Can Obama, who admits he failed to change Washington’s bickering ways in his first term, seize on a new chance in his second?

Lawmakers say the president’s Tuesday speech will set the tone for the next 11 months, which is all the time the parties have to pass big bills before they dig in for the next election.

To have a successful year, Obama probably needs to sign a landmark bill before the August congressional recess. In his first year, 2009, Congress swiftly passed the Lilly Ledbetter Act and the economic stimulus bill, but healthcare reform stumbled along until passage in 2010.

Obama’s high approval ratings are sure to fall, and bipartisanship on Capitol Hill is always fleeting. Timing is everything — and Obama’s time is now.

“It’s a very important speech. He had an opportunity to reach out in his inaugural address and he chose not to do that,” said Rep. Tom Cole (Okla.), who was one of the first Republicans last year to propose raising taxes on wealthy families to reach a compromise on the fiscal cliff.

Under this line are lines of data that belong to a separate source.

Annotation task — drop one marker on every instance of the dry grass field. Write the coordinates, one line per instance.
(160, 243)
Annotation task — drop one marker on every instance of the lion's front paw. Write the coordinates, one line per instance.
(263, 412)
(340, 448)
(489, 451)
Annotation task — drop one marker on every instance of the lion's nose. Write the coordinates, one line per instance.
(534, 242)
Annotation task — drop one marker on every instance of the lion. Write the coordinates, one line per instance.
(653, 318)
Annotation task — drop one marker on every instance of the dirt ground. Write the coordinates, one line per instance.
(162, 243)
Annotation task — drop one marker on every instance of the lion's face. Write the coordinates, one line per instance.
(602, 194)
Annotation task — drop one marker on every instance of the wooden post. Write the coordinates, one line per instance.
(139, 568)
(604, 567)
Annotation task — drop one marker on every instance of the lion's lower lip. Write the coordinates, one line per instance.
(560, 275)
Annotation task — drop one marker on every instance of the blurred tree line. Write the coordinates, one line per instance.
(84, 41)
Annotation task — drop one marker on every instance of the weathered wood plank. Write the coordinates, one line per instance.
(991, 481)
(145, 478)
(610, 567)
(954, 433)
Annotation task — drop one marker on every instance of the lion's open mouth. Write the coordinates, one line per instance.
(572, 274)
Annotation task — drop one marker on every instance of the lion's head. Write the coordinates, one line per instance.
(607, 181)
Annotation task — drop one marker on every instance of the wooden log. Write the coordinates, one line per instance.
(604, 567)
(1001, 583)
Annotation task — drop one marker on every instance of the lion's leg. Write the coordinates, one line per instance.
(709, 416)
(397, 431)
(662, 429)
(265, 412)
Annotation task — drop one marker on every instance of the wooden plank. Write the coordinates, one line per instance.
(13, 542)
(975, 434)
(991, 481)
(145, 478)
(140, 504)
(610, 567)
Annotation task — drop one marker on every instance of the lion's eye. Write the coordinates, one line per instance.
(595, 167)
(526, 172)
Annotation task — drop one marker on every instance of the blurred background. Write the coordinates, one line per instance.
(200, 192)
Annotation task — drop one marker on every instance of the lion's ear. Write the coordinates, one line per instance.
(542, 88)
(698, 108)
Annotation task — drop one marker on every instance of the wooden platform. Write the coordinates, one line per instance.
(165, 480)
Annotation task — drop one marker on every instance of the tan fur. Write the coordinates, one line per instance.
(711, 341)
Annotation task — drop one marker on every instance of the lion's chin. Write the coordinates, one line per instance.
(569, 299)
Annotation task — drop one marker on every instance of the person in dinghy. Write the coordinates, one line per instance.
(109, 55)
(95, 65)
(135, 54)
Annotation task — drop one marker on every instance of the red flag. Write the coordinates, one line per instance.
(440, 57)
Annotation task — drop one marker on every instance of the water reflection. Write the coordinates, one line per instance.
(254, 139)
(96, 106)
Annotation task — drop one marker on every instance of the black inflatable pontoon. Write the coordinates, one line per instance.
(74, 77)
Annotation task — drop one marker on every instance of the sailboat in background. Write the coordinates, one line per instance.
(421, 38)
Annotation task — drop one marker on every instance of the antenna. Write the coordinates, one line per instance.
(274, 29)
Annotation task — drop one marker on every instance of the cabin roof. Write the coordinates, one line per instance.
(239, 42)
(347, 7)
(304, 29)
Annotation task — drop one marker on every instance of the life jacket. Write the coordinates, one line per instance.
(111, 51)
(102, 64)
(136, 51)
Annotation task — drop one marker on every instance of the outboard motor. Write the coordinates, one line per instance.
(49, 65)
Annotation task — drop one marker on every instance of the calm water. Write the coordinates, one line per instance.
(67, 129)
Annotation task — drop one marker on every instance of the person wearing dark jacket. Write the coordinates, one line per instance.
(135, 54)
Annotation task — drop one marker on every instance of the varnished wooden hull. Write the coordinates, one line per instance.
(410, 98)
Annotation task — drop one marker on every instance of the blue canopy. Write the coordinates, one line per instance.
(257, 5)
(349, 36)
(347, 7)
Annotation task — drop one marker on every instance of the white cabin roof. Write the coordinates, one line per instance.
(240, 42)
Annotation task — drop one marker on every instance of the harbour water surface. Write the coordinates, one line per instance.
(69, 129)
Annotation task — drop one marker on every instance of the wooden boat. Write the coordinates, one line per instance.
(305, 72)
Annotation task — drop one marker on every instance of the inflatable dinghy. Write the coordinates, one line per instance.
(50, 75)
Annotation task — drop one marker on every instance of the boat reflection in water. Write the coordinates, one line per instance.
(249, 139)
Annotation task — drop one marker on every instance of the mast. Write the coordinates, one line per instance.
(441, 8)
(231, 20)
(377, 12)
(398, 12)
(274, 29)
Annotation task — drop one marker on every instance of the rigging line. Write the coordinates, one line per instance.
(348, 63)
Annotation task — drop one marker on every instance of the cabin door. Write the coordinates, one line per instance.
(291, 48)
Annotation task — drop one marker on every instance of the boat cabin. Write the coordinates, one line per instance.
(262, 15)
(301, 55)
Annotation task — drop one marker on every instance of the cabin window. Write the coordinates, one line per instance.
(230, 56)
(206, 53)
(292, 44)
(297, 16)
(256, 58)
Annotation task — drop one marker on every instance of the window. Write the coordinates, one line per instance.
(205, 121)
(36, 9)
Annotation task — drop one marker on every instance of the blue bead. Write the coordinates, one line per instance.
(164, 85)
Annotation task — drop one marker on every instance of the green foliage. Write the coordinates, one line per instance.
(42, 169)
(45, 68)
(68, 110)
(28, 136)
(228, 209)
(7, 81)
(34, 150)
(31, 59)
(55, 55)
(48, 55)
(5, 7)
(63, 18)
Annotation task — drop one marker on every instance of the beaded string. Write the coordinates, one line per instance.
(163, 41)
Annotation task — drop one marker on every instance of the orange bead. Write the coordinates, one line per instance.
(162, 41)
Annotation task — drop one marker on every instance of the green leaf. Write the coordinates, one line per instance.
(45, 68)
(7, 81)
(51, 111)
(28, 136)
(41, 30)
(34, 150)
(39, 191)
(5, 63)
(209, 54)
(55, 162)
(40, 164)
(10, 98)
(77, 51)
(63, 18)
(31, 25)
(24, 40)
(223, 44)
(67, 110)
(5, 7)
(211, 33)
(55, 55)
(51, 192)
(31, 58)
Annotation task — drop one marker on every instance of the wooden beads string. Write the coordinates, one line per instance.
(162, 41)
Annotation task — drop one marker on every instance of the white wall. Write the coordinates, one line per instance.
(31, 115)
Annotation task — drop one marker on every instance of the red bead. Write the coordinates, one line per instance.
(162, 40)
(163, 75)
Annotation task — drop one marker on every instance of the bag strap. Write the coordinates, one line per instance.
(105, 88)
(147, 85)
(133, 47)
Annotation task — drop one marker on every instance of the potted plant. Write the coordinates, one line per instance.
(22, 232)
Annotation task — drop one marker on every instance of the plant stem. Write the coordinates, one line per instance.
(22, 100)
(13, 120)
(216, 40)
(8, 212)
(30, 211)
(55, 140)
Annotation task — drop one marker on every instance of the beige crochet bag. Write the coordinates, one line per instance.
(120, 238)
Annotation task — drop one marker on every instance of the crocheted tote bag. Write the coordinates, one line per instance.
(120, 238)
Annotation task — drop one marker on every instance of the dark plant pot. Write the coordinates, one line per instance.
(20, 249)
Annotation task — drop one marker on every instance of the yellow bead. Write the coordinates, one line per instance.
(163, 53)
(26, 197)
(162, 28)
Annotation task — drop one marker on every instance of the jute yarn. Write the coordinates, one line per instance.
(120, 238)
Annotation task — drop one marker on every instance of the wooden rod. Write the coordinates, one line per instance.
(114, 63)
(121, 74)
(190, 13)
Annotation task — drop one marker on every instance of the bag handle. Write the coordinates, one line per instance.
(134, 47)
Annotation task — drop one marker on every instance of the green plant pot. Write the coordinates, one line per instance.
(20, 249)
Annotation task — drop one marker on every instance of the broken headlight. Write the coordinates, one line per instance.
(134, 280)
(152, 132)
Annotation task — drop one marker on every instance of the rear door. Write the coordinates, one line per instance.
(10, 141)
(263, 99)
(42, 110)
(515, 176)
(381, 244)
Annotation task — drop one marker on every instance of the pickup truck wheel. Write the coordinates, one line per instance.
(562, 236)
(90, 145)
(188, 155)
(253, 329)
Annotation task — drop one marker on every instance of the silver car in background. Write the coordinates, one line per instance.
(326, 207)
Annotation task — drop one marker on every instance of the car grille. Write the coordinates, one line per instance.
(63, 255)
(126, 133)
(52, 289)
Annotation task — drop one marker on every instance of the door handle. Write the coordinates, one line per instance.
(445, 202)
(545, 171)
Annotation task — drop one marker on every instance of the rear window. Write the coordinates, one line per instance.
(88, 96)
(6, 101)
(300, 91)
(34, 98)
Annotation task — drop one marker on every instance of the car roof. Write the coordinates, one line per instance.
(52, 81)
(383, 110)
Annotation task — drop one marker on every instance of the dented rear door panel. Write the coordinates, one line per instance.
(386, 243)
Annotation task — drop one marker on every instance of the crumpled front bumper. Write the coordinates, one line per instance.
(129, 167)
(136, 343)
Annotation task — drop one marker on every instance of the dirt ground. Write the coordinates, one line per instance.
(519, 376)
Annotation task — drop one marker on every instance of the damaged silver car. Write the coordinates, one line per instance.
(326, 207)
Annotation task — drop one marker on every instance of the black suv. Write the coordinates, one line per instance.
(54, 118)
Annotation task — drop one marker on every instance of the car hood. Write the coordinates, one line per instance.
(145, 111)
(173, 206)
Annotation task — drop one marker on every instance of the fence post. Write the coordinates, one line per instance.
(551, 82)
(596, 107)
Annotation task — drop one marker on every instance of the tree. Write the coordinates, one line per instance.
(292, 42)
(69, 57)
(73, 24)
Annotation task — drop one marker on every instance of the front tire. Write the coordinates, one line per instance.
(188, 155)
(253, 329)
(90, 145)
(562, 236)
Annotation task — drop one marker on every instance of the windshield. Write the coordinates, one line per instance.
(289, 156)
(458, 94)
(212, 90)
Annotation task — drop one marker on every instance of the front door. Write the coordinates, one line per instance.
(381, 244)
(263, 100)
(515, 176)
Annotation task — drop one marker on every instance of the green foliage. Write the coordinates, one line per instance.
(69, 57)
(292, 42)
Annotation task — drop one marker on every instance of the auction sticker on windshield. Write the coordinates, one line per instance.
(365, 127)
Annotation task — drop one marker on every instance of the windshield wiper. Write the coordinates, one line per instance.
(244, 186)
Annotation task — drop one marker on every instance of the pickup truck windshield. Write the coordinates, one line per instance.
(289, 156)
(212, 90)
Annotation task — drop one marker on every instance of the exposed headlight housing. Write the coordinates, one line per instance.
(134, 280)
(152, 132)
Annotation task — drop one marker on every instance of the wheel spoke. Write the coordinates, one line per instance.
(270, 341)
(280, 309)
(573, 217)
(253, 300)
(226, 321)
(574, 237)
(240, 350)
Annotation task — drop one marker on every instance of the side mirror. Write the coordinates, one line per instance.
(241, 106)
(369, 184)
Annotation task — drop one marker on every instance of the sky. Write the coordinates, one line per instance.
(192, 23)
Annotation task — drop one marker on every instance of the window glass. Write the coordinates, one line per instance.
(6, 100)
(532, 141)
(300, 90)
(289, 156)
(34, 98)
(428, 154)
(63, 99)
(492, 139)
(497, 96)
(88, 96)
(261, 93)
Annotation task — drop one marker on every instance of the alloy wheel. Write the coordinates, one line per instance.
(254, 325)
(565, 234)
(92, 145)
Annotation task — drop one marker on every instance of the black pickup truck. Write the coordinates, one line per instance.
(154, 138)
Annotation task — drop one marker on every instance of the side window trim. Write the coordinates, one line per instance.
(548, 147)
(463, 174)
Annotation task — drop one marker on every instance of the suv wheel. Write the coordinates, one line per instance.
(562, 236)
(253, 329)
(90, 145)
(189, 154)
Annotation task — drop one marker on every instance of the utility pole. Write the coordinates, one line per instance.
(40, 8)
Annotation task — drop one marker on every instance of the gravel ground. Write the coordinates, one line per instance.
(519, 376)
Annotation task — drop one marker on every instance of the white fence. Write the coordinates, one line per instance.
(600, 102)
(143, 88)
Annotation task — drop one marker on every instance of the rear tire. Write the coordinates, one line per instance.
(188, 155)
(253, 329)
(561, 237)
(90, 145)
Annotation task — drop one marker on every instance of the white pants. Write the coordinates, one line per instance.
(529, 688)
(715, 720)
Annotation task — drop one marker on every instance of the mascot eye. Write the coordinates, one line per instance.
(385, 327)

After two years of gridlock, Cole said his colleagues are getting more sophisticated about identifying areas where they can work with Democrats without surrendering their principles.

While there is optimism that immigration and gun bills will get done, tax and entitlement reform are stuck in neutral.

Cole said Obama does not show the same zeal for deal-making that President Clinton did.

“Real bipartisanship is Bill Clinton and the Republican Congress actually making fiscal progress and doing welfare reform in the 1990s,” he said.

Clinton’s welfare compromise secured his 1996 reelection. Obama seems less inclined to give ground on entitlement reform after beating Mitt Romney. He has talked about changes to Social Security and Medicare, but implementing them is not high on his agenda.

Obama revealed some hints last Thursday about what to expect in his State of the Union address. Speaking to House Democrats at their annual retreat in Lansdowne, Va., he said he would call on Congress to stop $85 billion in automatic spending cuts slated for March 1 and urged Democrats to rally behind his proposals for immigration reform and gun control.

He also pledged to discuss job creation, improvements to education and reducing America’s dependence on foreign oil. He has hit these in past addresses to Congress.

Yet Obama made no mention of cutting Medicare and Social Security, which he considered doing in 2011 in talks with Speaker John Boehner (R-Ohio). Instead, he left Democrats buoyed by the impression that he would fight for the sweeping liberal policies he articulated in his second inaugural address.

“There was a lot of enthusiasm about his inaugural address, about how he fully embraced his victory and embraced his agenda,” said Rep. Peter Welch (D-Vt.), who recently launched a bipartisan energy efficiency caucus.

“He said ... he meant to govern according to what he promised in the campaign. I don’t know what else Republicans expected,” Welch said. “I think you’ll see him do everything he can to find common ground as long as it doesn’t require him to give up his commitment to the middle class.”

Democrats say the GOP is in retreat.

“The president won a convincing victory and that fact is not lost on Speaker Boehner, Leader Cantor and the Republicans. It’s a new reality,” Welch said.

Rep. Patrick Meehan (Pa.), a Republican co-sponsor of the bill against straw purchasing of guns, identified cybersecurity and the Violence Against Women Act as “good ones for collaboration.”

He also cited energy and transportation as two other areas where lawmakers could make a “real difference.”

Sen. Ben Cardin (D-Md.), who teamed with Sen. Rob Portman (R-Ohio) in the past to pass pension reform, said his colleagues have grown tired of partisan stalemate.

“There’s no question about that,” he said. “We don’t like what’s happened. That’s one of the reasons there were efforts made to tone things down. Not just with rules reform but beyond the rules.”